Statistical Analysis
Data are presented as mean ± standard deviation (SD) for continuous variables and as number and percentage for categorical variables. When continuous variables were normally or near-normally distributed, Student's t-test was used, while Mann-Whitney U test was used for non-normally distributed data. The Chi square test and Fischer's exact test were adopted for categoric comparisons. Statistical significance was defined as P < 0.05. Data were analyzed using Statistical Package for the Social Sciences for Windows version 24.0 (SPSS, Chicago, IL, USA).
Results
Patient Characteristics
The flowchart of the study is presented in Figure 2. A total of 135 women were eligible for analysis: 70 women in the study group and 65 in the control group. After oocyte retrieval, 3 (4.29%) patients in the study group and 6 (9.23%) in the control group did not have good-quality embryos (P = 0.312). In the follow-up period, 117 women completed a total of 155 FET cycles, while 9 patients with good-quality embryos have not yet finished FET. Of these, 3 belonged to the study group (one was undergoing other ovarian stimulation cycles for more embryos, and two were waiting for removal of IUD) and 6 to the control group (one got divorced, one was in another ovarian stimulation cycle, one was waiting for removal of IUD and three were due to undergo FET).

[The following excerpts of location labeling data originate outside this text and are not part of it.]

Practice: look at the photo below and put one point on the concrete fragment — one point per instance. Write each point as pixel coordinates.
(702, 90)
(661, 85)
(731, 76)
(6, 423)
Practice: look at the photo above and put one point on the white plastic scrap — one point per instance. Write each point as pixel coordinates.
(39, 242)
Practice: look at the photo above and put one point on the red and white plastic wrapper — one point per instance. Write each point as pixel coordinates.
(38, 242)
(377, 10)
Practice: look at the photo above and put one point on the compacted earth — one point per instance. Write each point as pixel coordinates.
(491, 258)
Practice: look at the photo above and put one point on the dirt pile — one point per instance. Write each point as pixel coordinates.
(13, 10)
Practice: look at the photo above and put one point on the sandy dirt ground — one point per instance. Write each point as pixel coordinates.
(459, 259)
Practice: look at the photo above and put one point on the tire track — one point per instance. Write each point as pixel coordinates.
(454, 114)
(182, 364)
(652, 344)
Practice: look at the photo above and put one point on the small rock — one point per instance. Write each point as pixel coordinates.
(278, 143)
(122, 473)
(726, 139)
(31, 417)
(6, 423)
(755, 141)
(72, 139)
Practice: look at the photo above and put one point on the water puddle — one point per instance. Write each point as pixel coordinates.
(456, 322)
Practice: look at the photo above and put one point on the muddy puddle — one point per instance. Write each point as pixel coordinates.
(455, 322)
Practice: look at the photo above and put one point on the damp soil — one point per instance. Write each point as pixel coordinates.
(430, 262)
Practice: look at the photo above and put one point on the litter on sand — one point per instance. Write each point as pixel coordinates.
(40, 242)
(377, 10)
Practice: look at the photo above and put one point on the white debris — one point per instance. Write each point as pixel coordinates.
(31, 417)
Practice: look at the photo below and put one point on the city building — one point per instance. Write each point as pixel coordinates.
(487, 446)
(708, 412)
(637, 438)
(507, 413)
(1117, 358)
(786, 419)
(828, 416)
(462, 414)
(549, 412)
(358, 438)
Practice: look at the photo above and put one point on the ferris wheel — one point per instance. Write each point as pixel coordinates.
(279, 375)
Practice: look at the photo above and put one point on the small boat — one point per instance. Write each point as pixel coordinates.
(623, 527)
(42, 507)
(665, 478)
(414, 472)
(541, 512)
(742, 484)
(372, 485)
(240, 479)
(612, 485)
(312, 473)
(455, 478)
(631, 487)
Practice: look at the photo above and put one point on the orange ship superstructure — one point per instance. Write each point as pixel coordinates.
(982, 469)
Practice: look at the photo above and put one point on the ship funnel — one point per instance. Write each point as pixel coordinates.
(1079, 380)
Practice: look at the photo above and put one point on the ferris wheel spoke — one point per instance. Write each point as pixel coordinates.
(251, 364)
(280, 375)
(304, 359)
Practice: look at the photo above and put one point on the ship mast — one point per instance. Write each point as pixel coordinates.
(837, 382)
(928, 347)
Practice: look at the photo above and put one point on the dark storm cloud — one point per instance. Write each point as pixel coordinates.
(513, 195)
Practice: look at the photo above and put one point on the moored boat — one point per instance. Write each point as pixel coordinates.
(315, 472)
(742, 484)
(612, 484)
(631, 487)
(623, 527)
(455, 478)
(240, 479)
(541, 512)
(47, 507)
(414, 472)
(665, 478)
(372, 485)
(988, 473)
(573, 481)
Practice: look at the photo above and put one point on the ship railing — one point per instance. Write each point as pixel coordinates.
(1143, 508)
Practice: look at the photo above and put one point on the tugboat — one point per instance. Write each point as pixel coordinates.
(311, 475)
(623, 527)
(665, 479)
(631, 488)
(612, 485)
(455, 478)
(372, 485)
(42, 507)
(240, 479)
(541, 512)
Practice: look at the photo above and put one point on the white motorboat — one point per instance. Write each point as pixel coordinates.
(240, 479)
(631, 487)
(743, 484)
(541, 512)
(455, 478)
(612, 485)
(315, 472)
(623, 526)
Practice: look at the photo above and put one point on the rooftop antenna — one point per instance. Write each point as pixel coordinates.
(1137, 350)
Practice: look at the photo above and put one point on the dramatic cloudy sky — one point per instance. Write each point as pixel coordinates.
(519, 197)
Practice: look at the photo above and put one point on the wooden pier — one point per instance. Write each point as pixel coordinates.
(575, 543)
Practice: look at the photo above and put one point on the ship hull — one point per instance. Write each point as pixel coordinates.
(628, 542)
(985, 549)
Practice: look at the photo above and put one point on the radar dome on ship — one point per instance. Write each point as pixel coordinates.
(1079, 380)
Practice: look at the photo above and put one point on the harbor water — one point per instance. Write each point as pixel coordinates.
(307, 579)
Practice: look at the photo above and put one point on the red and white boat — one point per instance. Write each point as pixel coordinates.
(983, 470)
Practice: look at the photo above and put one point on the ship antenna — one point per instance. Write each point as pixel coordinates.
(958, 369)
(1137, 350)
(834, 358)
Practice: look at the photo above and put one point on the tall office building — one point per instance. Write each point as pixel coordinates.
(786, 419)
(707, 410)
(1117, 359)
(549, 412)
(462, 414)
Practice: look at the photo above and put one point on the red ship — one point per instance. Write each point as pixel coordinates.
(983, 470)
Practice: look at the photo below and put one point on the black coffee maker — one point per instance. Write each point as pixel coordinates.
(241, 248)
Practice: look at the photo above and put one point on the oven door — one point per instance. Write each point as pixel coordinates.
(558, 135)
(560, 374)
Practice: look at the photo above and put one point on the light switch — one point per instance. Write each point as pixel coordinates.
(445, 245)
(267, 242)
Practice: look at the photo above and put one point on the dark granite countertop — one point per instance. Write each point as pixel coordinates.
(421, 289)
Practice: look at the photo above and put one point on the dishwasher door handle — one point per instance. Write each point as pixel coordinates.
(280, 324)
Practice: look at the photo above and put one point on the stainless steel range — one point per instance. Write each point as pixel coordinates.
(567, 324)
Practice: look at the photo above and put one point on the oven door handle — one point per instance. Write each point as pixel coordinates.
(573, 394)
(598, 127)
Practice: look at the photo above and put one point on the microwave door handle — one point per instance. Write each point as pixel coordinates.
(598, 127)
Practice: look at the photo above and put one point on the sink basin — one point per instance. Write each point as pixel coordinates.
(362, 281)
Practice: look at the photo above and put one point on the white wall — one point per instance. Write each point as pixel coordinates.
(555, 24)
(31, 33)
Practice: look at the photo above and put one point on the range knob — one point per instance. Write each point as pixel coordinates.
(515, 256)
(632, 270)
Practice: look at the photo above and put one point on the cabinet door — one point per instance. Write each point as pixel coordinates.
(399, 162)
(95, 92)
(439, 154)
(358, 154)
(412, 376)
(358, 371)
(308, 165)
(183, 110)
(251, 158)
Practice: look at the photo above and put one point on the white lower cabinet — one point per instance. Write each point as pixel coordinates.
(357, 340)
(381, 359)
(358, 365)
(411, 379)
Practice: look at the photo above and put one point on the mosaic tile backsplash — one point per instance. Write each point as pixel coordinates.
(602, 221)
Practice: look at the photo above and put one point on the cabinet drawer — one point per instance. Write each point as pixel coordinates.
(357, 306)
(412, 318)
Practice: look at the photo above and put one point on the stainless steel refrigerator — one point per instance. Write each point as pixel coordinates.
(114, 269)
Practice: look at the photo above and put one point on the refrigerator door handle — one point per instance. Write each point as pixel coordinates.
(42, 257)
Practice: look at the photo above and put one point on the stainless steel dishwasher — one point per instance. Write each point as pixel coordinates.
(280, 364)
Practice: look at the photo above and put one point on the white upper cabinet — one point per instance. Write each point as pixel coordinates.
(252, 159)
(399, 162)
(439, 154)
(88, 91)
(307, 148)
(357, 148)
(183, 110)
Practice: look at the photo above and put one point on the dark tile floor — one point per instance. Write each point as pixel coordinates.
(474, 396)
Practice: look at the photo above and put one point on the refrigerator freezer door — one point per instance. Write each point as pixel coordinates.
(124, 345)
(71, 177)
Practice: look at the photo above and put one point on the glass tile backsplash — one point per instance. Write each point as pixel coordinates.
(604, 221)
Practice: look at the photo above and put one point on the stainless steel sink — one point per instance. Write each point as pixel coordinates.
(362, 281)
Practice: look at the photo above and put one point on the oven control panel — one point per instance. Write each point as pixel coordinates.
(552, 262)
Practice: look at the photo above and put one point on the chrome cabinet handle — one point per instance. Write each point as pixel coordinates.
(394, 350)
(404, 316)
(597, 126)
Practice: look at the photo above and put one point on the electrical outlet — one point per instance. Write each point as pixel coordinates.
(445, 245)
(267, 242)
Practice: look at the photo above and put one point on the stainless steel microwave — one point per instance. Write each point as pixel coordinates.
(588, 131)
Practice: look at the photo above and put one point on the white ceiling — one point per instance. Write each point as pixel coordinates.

Figure 2. Flowchart of the study. FET, frozen-thawed embryo transfer; GnRH-a, Gonadotropin-releasing hormone agonist; OPU, oocytes pick-up.
The general characteristics of patients in the study are described in Table 1. The BMI and basal P level in the control group were higher than those in the study group but these differences were not significant, with no clinical significance, while other general characteristics were comparable.
Table 1. General characteristics of patients undergoing in vitro fertilization/intracytoplasmic sperm injection treatment.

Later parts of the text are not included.